Abb. 34 II. Internationale Deutsche Meisterschaften 1926

"Die ungarische Mannschaft/ Von links nach rechts: Dr. Jacoby, Dr. Pecsi, Mechlowitz"

 

Den Organisationskünsten der Berliner Veranstalter war aber hiermit noch kein Ende gesetzt worden. Am 15. Januar 1926 fanden auf Initiative des Vereinsvorsitzenden von Gelb-Weiß und Präsidenten des Deutschen Tisch-Tennis Bundes, Dr. Georg Lehmann, die "Vorbereitungen zur Gründung eines internationalen Verbandes" statt. Die Delegierten aus England, Ungarn, Österreich und Deutschland kamen zu folgenden Beschlüssen:

  1. Alle Länder, die bereits einen Tischtennisverband besaßen, sollten bis zum 1. Juni 1926 ihren Beitritt als gründendes Mitglied erklären.
  2. In einem provisorischen Komitee wurde der Generalsekretär des DTTB, F. Gruber, zum Ehrenschriftführer des Internationalen Tischtennisverbandes (International Table Tennis Federation) ernannt.
  3. Der Satzungsentwurf sollte vom ungarischen Verband vorgenommen und beim nächsten großen internationalen Turnier am 12. Dezember 1926 in London für die konstituierende Versammlung besprochen werden.
  4. Für zukünftige internationale Turniere war vorgesehen, dass einheitliche Spielregeln geschaffen würden, eine Amateurdefinition gefunden werden sollte und drei Spieler eine Mannschaft für die Länderspiele bilden sollten. Außerdem mussten Absprachen zwischen den Verbänden getroffen werden, damit parallel verlaufende Veranstaltungen möglichst vermieden wurden.
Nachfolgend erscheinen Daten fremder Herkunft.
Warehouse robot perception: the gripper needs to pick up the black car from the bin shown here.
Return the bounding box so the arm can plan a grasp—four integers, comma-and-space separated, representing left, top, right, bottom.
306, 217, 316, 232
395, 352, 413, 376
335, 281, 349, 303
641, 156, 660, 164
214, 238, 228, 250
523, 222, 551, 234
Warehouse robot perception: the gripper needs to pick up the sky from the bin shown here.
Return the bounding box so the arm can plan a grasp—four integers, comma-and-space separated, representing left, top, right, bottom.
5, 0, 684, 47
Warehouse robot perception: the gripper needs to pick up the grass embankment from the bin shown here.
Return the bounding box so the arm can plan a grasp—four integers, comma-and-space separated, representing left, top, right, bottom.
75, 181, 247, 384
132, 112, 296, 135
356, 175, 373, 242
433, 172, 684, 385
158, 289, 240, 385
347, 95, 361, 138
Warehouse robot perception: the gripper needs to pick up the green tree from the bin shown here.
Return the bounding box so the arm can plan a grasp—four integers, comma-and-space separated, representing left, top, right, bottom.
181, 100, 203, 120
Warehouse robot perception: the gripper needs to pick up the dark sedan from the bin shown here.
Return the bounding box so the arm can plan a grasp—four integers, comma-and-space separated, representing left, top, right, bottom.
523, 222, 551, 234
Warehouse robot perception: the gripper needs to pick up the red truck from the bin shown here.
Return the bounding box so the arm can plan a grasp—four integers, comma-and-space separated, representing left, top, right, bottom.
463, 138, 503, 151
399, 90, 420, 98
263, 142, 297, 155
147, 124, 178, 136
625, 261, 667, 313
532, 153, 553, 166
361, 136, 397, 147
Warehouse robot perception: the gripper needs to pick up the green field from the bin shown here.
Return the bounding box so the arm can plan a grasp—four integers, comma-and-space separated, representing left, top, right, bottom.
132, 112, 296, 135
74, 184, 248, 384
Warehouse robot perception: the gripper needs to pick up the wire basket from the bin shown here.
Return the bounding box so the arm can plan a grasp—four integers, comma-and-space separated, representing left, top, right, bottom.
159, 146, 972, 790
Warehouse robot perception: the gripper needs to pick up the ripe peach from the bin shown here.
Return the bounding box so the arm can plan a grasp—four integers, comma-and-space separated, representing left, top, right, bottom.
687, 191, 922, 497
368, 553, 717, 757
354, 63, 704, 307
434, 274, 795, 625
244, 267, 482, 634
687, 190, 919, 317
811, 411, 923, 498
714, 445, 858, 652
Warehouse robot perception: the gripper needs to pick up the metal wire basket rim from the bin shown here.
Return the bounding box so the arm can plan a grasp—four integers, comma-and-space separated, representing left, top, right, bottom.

Abb. 35 Dr. Georg Lehmann, Initiator der ITTF

 

Der Vorsitzende der T.T.A., Ivor Montagu, feierte schon bei den Vorbereitungen der ITTF sein internationales Debüt. Er trug maßgeblich zur Durchsetzung der getroffenen Maßnahmen bei und bewies zum Abschluss der Versammlung sein Einfühlungsvermögen und seine Begabung als Redner. Er sagte:

"Die Diskussionen und Begegnungen, die wir diese Woche hatten, tragen sicher zur Wohlfahrt des Spiels bei und können nur dafür gut sein, um den verständlichen und freundlichen Umgang der betreffenden Nationen zu fördern."

Beeindruckt von den organisatorischen Leistungen schlug er ein Wiedersehen bei den Europameisterschaften in London vor. Dort sollte sich herausstellen, das die II. Internationalen Meisterschaften von Deutschland nicht nur Vorbereitungscharakter für die ITTF hatten, sondern auch eine entscheidende Vorreiterrolle für die Austragung der ersten Tischtennisweltmeisterschaften spielten.